Blowin ' In The Wind

Photo by Mike Smith - 2012

The ever-popular Bands of HM Royal Marines are well known for their regimental quick march of “A Life on the Ocean Wave”, but do you know the history of this jaunty piece of music?  There’s actually a couple of interesting links between the march and the Medway/Swale/Maidstone areas that our Branch members are active in.

The music for the march is derived from two songs, both of which were composed during the first half of the 19th Century.  Both songs remained popular and in print until the First World War.  Most of the march is taken from Henry Russell’s “A Life on the Ocean Wave”, published in the 1840s, and the short central section is based on eight bars of “The Sea” by Sigismund Neukomm, first published in 1832.

Henry Russell – wait for it! – was born at Sheerness on the Isle of Sheppey on 24th December 1812, and died in London in 1900.  As a one-time pupil of Rossini at Bologna and Naples, he went to Canada in about 1933, then to the USA where he was the organist at the Presbyterian Church in Rochester NY.  He returned to England in 1841.  In 1897 he wrote to Mr George Miller, the bandmaster of the Royal Marines Light Infantry, Portsmouth Division, telling him that “A Life on the Ocean Wave” had been inspired some 60 years earlier when walking on The Battery in New Pork Harbour with Epps Sargant, the poet.  The scenes of ships moored in the harbour had inspired Russell to “set them to music”, and the song ultimately became one of the most popular in England and America.  Henry Russell composed over 800 pieces and his book of reminiscences “Cheers Boys Cheer” proved to be an enduring and popular collection of his works.

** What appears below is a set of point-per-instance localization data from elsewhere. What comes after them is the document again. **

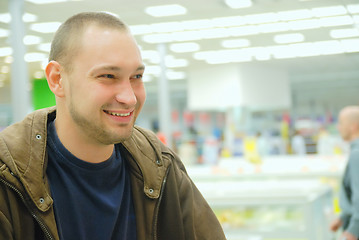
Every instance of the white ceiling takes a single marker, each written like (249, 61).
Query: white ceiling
(132, 12)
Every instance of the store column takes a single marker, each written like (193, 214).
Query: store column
(164, 101)
(20, 96)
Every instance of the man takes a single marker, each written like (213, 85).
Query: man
(348, 126)
(82, 170)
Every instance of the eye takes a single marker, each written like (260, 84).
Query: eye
(107, 76)
(138, 76)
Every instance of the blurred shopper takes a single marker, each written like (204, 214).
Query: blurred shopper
(348, 126)
(298, 144)
(82, 170)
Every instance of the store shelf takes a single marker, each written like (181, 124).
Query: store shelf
(275, 167)
(260, 208)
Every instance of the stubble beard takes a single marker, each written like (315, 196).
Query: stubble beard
(97, 132)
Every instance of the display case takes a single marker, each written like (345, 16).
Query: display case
(279, 198)
(263, 210)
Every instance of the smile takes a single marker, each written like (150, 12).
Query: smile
(118, 114)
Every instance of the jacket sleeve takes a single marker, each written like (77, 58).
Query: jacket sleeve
(353, 167)
(6, 228)
(195, 215)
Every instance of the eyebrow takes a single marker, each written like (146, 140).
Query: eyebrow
(115, 68)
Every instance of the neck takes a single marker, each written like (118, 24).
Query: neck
(86, 150)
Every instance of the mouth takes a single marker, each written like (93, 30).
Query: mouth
(117, 114)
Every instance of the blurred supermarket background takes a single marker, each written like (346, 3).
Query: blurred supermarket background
(247, 92)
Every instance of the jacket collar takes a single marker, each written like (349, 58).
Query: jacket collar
(23, 150)
(148, 153)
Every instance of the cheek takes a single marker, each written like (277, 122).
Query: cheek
(140, 95)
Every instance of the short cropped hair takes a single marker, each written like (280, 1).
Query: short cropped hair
(67, 39)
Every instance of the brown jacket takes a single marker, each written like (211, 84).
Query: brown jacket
(168, 206)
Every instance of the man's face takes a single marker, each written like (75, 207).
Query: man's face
(104, 92)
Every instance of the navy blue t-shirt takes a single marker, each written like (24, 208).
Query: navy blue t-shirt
(92, 201)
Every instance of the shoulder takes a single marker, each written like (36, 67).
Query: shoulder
(147, 143)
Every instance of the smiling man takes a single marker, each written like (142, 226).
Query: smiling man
(82, 170)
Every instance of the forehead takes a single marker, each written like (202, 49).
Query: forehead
(108, 45)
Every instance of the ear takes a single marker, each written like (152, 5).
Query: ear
(54, 79)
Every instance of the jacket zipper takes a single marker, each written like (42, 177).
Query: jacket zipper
(155, 217)
(32, 212)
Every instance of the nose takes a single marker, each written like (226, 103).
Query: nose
(125, 93)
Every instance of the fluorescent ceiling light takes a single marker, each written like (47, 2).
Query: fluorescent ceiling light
(228, 21)
(147, 78)
(329, 11)
(307, 49)
(214, 33)
(262, 18)
(273, 27)
(140, 29)
(31, 39)
(344, 33)
(39, 74)
(5, 17)
(235, 43)
(152, 69)
(166, 10)
(197, 24)
(6, 51)
(184, 47)
(295, 15)
(35, 57)
(158, 38)
(151, 55)
(4, 32)
(289, 38)
(45, 1)
(243, 31)
(5, 69)
(172, 62)
(329, 47)
(238, 3)
(336, 21)
(8, 59)
(353, 8)
(46, 47)
(350, 45)
(282, 52)
(260, 53)
(28, 17)
(171, 75)
(304, 24)
(48, 27)
(166, 27)
(186, 36)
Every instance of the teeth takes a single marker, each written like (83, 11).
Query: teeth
(119, 114)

Before 1883, each Division of the Royal Marines had its own march, and even these changed frequently as new Commandants often introduced new marches. The DGRM called upon the Bandmasters of each Division to arrange a march, preferably based on a naval song. The Bandmasters of the Chatham, Portsmouth and Plymouth Divisions were coincidentally all German, and together with the Bandmaster of the Royal Marines Artillery they each submitted a march.  The arrangement of the song “A Life on the Ocean Wave” was made by Mr Kappey, the Bandmaster of the Chatham Division Band RMLI, using Neukomm’s old song, “The Sea” as the trio section.  This arrangement was authorised as the Regimental March of the Corps by the War Office in 1882 and by the Admiralty in 1920.

So, some interesting local connections!